BBC News - December 17, 2008
It had been believed that only damaged skin inside the vagina could provide a route to infection.
However, US-based researchers say HIV can get past this intact barrier within hours.
UK HIV charities said it reinforced the need for women to avoid unprotected sex unless their partner's health is known.
The lining of the vagina - the squamous epithelium - had been believed by many to be capable of keeping HIV at bay.
While transmission of the virus from men to women through unprotected sex is commonplace in many parts of the world, it was thought that HIV was most likely travelling through cuts or sores in the vaginal tract, or penetrating a much thinner layer of skin further up the reproductive tract.
The scientists from Northwestern University in Chicago found that, far from this being the truth, HIV could move quickly between the skin cells themselves.
The weak point, they said, occurs when skin cells are about to be shed, as the cells are no longer as tightly bound together.
Using HIV "tagged" with a marker which gives off light, they observed that, within four hours, the virus had reached a fraction of a millimetre below the surface.
At this depth, according to the researchers, it could encounter the immune cells it needed to invade to establish itself in the body.
Professor Thomas Hope, leading the research, said: "This is an important and unexpected result - we have a new understanding of how HIV can invade the female vaginal tract."
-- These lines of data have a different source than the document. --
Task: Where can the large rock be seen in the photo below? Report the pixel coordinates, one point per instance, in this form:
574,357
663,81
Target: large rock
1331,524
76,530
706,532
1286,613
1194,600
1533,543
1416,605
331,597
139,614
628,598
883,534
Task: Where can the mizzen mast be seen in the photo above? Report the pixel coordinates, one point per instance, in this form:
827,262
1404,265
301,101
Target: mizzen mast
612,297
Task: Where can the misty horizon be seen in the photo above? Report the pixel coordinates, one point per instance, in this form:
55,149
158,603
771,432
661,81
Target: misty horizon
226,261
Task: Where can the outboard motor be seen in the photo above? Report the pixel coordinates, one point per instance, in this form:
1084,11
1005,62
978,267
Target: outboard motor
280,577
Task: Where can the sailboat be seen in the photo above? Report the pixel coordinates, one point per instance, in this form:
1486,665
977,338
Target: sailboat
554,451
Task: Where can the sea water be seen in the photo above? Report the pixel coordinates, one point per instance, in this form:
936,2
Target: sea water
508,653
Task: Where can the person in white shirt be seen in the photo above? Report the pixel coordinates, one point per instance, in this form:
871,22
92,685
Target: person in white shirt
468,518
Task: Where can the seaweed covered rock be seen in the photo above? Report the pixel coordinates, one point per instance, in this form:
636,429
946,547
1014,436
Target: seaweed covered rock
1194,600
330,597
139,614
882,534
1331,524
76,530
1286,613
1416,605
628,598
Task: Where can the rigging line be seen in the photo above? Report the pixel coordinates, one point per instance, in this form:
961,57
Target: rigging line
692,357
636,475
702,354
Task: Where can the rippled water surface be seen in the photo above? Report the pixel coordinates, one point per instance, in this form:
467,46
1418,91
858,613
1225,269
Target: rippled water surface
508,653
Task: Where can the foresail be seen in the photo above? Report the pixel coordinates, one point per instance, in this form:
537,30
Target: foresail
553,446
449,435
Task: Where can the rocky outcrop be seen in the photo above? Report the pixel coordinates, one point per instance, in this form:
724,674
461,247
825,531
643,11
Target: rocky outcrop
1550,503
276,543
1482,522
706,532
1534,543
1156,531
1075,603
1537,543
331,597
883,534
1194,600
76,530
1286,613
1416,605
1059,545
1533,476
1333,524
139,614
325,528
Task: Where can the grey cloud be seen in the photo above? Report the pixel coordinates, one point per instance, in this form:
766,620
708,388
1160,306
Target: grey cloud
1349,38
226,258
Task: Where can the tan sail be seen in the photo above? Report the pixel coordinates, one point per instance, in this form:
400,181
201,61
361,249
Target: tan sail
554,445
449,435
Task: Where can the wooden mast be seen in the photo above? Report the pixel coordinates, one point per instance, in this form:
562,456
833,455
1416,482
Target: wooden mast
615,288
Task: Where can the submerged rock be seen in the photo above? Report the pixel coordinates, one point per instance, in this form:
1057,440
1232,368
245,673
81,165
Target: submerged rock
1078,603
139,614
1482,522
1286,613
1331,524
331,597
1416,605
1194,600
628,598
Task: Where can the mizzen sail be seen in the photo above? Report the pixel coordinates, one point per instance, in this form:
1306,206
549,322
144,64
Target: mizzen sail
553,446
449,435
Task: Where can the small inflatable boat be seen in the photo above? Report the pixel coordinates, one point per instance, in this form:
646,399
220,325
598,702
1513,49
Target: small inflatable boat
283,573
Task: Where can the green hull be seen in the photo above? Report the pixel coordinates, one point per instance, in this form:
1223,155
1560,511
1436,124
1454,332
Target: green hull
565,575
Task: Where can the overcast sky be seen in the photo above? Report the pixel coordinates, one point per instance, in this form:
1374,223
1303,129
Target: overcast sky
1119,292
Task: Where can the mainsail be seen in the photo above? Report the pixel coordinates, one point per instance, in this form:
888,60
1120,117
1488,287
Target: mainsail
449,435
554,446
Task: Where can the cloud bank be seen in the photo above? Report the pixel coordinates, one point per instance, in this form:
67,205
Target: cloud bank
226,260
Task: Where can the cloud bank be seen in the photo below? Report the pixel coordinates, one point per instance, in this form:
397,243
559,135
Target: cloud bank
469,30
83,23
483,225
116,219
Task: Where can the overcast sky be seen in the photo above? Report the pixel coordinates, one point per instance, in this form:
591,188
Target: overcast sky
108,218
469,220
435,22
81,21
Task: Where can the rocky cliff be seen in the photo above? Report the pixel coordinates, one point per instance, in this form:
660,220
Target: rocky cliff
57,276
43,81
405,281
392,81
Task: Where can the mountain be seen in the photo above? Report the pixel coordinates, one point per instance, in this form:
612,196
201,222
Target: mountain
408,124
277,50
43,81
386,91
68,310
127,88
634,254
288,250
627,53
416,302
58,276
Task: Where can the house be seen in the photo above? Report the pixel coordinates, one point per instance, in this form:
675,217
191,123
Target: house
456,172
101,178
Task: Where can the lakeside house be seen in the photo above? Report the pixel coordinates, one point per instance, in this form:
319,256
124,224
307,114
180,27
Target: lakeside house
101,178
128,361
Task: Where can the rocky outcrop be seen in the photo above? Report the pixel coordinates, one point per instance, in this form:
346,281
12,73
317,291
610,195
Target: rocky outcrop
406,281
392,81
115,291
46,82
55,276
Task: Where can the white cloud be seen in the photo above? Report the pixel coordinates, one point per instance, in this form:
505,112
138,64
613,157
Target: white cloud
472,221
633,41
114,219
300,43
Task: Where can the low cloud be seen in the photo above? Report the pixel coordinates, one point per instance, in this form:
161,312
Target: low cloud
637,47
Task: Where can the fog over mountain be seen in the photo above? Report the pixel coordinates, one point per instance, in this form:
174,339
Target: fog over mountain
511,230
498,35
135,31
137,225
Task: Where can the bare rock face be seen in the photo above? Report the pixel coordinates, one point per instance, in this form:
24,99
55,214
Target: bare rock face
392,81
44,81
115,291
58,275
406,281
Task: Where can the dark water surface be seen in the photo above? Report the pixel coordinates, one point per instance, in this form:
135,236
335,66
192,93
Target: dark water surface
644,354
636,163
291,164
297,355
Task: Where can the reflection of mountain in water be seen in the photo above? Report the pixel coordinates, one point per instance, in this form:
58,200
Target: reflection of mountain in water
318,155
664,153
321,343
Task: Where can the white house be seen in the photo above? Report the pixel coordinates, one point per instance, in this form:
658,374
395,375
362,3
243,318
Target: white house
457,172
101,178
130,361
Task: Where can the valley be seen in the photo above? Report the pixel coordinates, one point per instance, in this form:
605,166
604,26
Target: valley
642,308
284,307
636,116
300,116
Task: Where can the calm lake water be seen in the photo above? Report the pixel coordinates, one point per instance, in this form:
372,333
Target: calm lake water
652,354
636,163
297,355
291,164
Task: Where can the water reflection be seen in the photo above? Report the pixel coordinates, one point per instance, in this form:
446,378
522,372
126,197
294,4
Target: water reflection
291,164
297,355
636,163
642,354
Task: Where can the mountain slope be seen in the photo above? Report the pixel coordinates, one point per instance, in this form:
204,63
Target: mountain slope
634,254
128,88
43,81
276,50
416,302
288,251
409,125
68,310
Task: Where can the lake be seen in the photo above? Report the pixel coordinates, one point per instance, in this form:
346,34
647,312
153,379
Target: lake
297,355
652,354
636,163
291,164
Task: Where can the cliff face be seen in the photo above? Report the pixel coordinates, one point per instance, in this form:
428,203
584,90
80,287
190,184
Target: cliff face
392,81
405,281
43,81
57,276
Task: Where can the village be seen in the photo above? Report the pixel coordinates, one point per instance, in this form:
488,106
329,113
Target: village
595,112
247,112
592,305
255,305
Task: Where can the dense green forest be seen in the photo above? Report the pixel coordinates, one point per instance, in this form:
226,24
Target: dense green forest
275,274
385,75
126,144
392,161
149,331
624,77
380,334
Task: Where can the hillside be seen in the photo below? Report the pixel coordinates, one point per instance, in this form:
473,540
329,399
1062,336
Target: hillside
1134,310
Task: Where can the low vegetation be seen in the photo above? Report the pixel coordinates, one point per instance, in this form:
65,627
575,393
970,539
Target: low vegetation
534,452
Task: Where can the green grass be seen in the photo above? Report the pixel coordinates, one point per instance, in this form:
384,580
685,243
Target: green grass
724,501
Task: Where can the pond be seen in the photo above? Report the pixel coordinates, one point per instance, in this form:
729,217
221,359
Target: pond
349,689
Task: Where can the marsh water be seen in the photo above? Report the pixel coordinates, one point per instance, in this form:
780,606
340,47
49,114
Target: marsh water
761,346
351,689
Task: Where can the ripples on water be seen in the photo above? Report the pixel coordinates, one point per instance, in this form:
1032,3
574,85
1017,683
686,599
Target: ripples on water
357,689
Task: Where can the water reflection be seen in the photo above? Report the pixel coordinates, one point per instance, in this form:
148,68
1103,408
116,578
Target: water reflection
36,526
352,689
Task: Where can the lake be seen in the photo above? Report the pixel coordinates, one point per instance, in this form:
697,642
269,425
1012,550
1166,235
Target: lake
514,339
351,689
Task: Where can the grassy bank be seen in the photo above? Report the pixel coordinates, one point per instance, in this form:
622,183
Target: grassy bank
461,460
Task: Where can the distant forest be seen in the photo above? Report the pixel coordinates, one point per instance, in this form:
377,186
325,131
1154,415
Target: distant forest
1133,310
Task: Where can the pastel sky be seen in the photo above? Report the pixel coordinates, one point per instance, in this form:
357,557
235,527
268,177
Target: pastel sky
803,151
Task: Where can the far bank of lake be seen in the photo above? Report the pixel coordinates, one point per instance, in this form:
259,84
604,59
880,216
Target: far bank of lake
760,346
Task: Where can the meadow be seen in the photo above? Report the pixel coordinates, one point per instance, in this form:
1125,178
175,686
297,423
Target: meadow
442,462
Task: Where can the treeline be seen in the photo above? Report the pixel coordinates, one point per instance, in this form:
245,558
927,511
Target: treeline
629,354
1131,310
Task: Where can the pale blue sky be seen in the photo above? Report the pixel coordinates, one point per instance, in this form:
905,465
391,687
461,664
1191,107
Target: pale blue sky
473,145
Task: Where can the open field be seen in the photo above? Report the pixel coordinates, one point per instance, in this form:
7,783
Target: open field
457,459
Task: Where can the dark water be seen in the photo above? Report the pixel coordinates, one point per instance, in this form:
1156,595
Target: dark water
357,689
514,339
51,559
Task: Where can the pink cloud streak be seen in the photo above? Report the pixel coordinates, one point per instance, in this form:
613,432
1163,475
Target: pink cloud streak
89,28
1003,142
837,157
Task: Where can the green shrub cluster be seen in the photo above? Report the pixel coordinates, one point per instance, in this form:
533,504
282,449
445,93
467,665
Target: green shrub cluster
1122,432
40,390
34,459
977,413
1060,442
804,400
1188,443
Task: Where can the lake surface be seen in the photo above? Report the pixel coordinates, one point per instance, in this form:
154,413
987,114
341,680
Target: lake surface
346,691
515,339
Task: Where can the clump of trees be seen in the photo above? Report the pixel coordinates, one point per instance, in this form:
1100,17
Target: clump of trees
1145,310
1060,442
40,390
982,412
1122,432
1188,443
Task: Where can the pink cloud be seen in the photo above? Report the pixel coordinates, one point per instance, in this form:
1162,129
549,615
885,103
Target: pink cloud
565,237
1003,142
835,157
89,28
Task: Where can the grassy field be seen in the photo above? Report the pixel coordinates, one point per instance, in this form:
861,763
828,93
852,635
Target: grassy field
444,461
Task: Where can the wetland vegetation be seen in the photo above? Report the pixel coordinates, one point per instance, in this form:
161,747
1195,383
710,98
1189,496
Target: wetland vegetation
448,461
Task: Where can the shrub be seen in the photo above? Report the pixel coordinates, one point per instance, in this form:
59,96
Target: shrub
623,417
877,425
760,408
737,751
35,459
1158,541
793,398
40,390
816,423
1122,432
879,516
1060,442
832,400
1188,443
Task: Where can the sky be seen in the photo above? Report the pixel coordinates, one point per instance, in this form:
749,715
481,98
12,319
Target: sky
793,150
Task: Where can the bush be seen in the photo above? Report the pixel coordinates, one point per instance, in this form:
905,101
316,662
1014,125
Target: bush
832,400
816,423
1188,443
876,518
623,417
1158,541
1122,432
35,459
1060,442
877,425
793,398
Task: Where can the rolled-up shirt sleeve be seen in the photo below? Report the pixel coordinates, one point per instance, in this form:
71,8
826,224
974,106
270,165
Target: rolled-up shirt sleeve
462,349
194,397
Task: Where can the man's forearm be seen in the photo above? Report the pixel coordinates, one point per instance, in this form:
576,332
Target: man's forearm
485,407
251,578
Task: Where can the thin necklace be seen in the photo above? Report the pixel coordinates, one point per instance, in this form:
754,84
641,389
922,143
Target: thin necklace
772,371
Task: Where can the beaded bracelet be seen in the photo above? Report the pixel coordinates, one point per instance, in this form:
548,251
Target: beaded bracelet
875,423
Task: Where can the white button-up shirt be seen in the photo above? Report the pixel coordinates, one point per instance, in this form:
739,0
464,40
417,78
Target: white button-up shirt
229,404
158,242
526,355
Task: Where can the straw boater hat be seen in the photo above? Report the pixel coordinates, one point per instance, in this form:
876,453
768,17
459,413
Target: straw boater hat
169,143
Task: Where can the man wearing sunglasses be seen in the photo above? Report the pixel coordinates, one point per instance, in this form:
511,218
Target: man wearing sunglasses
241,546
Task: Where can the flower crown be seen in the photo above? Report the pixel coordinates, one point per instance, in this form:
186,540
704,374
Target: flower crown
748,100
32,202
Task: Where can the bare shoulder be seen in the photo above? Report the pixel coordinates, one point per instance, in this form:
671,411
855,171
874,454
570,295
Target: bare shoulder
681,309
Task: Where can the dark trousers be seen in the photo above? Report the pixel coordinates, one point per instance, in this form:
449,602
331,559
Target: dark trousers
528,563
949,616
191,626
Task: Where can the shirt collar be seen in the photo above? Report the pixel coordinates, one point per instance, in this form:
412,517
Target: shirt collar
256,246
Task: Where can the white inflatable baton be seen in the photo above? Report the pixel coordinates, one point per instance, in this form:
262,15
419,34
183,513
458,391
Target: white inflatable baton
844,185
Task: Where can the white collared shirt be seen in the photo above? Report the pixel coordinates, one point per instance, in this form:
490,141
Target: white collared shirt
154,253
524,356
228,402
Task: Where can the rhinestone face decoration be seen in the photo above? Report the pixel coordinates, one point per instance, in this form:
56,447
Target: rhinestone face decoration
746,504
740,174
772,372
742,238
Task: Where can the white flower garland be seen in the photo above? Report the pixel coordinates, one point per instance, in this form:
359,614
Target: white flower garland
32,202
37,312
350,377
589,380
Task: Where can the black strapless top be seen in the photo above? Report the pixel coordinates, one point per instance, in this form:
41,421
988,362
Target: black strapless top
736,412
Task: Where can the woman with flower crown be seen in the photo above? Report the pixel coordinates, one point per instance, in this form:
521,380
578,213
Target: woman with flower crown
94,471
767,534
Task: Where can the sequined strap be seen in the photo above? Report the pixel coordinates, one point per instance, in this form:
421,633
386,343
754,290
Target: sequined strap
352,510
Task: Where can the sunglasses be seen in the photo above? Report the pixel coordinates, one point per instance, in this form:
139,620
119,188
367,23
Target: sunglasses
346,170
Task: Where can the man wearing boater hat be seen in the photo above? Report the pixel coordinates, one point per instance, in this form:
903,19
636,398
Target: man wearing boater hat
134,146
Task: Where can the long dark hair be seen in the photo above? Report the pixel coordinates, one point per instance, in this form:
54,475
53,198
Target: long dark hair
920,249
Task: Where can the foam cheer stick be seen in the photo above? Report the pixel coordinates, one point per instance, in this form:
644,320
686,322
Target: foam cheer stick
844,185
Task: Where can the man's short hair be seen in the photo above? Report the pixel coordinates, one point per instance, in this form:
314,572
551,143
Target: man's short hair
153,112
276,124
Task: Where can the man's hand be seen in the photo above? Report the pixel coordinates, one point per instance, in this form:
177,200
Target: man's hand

"We urgently need new prevention strategies or therapeutics to block the entry of HIV through a woman's genital skin."
Condom call
He said that while condoms were highly effective in blocking the virus, people often rejected them for cultural and other reasons.
Lisa Power, from the Terrence Higgins Trust said: "This is sadly not surprising, though it is an important finding.
"We have long known that it is easier for a man to transmit HIV sexually to a woman than for a woman to transmit it to a man and this helps us understand why.
"This will help in developing better prevention mechanisms - but until then, it's more clear than ever that a condom is a vital part of safer sex."
The charity AVERT echoed this advice, adding: "While there is evidence given by scientists that unprotected heterosexual sex is not as risky as other routes of HIV transmission, AVERT would still advocate the need for the use of condoms in all sexual encounters unless the HIV status of those involved was known.
"This study serves to strengthen that argument and will hopefully give weight to the need for safer heterosexual sex to be advocated further by governments and practitioners worldwide."